Been a while, huh? Pandemic brain affects us all differently and while I somehow manage to remember that I have skin, I continue to forget I have a skin newsletter. Also my sense of time passing is fucked. Also - and this is the big thing, perhaps you will sympathize - I seem to have a very hard time being interested in anything. ANYTHING. Seriously, I even gave myself permission to at last rant at you all about eye creams (I was saving it for when I really needed an incentive) and the most I’ve managed to do is occasionally think how fun that sounds in theory. In theory.
Sigh.
Since y’all have been awfully quiet and not requesting any info at all, I assume you too are suffering from an ennui so profound and far-reaching that it could easily serve as the origin story of several French existentialists. I’m hoping your epidermis is doing well - mine is great except for how the onset of summer has the oil glands freaking out at about sunset every night, coating my chin in a glistening layer of sebum as some kind of circadian defense mechanism. It’s a real fuckin joy to casually prop my chin on my hand, only to slide off like a greased pig and face-plant into the laptop. GOOD TIMES. Note to self: sop that shit up with some homemade sourdough, it’s highly absorbent and apparently the streets are paved with it these days.

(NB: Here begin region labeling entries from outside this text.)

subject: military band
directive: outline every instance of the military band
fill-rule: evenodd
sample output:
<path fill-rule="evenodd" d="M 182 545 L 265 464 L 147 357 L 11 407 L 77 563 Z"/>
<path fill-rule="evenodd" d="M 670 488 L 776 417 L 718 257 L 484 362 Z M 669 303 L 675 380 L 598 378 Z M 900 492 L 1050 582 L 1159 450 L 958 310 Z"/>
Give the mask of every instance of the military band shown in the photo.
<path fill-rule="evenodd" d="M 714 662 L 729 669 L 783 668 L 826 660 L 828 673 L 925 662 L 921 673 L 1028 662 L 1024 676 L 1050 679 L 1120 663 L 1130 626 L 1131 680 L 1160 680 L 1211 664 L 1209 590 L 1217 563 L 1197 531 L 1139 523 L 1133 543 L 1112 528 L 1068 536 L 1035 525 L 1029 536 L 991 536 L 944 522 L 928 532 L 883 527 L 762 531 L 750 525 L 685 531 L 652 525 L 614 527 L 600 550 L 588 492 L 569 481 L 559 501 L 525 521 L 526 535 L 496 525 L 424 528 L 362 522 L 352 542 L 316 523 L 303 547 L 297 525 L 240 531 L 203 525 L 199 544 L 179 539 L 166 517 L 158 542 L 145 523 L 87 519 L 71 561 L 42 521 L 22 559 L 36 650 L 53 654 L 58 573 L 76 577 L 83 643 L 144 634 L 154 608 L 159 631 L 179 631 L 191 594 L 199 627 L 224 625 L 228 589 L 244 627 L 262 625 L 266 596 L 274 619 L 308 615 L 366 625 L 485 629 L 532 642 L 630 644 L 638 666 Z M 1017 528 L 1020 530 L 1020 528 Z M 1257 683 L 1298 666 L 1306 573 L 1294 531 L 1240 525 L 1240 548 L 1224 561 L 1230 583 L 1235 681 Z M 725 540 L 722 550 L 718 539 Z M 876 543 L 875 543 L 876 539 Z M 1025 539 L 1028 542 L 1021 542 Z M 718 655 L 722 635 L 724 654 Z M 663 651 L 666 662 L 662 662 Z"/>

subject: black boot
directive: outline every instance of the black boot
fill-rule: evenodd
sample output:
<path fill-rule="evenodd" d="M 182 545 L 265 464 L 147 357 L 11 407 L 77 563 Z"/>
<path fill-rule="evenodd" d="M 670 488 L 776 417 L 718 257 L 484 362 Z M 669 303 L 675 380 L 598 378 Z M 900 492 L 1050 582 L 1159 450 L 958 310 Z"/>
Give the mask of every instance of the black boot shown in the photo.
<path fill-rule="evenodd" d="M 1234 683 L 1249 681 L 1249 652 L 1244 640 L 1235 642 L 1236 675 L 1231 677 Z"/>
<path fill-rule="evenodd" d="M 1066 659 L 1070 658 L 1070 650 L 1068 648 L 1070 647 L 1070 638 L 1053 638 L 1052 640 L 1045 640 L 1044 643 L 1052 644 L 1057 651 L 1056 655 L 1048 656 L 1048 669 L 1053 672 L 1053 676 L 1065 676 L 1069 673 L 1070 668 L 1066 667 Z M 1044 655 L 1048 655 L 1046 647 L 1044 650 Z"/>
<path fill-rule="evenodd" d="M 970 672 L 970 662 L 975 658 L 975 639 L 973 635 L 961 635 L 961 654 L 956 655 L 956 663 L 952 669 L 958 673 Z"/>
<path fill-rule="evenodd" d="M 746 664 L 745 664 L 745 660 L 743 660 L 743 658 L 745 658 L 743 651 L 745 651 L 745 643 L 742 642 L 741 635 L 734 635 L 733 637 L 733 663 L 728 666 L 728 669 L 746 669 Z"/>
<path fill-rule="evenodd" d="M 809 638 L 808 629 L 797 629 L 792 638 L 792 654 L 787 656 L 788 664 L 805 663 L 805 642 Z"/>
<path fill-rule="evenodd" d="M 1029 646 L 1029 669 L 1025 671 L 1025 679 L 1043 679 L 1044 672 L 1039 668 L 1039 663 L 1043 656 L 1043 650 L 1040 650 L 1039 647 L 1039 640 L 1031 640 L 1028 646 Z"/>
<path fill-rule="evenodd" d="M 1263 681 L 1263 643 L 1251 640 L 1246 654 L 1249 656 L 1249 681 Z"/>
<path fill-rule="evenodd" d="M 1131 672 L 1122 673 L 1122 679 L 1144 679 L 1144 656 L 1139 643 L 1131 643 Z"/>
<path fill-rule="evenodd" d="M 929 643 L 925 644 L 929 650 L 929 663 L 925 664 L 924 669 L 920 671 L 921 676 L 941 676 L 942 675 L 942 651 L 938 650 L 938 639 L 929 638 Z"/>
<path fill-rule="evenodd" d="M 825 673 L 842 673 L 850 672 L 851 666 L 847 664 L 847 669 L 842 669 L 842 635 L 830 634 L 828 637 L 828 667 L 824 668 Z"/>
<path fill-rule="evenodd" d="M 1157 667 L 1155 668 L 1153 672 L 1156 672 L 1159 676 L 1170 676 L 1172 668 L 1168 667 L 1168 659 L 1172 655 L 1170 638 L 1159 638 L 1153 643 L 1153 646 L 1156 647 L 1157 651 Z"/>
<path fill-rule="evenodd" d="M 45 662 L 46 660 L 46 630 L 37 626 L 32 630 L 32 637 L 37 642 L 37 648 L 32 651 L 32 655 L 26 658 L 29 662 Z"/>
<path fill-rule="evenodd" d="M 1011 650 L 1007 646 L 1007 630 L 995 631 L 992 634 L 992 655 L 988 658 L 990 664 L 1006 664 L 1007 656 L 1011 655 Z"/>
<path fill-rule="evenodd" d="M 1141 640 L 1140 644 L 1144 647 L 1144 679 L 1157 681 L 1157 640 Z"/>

Anyway, I really will give the lowdown on eye creams (and various eye-area treatments) but it might be a while and here are just a few tidbits to tide you over. A skinterstitial, if you will.
Mask acne
Let’s begin with this video from Gothamista, who I’m sure would be wildly jealous of that made-up crap word because she talks all the time about “skintertainment” insert puke emoji here.
But aside from a few little personality quirks that rub me the wrong way, I like her and she gives good advice that will not ruin your skin. She recently did a helpful video along about what to do if your skin is fucked up from using a mask all the time. A dermatologist joined her, which is terrific, and Renee herself recommends some good products, you can trust her.
I will just add that personally I never found any of the pimple patches with salicylic acid in them to be remotely useful. Maybe it’s the brand, I dunno, but I just stick with using straight up hydrocolloidal patches on actually fully-formed zits. They are fucking brilliant and you should have some on hand at all times, my god they are like little miracles.
Sale
HEY also Dermstore is doing their Summer Sale right now, go forth and stock up if you need to! Some great deals, especially if you’re a lover of Good Genes (you can get the big size for way cheaper than usual) or if, like me, you have your eye on some Avène products (I am extremely curious about that Retrinal.)
Weleda PSA
As you know by now, Lab Muffin a.k.a Michelle is one of my faves in the skincare world, and she recently talked about how Very Problematic the brand Weleda is. As someone who enjoys their Skin Food product (it’s been my nighttime hand cream this winter/pandemic, because it’s greasy as fuck and smells delightful to me) but was only vaguely aware of/annoyed by their “nature is better” marketing, this was a surprise.
Here’s her thread:
If you’re looking for an alternative to Skin Food, I promise there’s nothing all that special about it. It’s just very full of lanolin. You can get some Lansinoh (seriously, it’s 100% lanolin, why should nipples get all the love?) or if you’re attached to a nice scent, try out Lano Hand Cream - or the other Lano products.
Shipping Woes
This is just a warning if you are thinking up picking up some essentials from YesStyle - which, as you know, I frequently do: it will take forever. It doesn’t appear to be YesStyle’s fault, at least. I think it’s just customs. They shipped an order out to me on April 1 and I still haven’t seen it. I don’t even know if it’s hit the US Postal system yet, I didn’t get any kind of tracking number this time. I have a back-up of my Hada Labo Premium that I could bust into, but my beloved centella serum is on its last few pumps and I will be left in the lurch if that package doesn’t arrive, o the horror.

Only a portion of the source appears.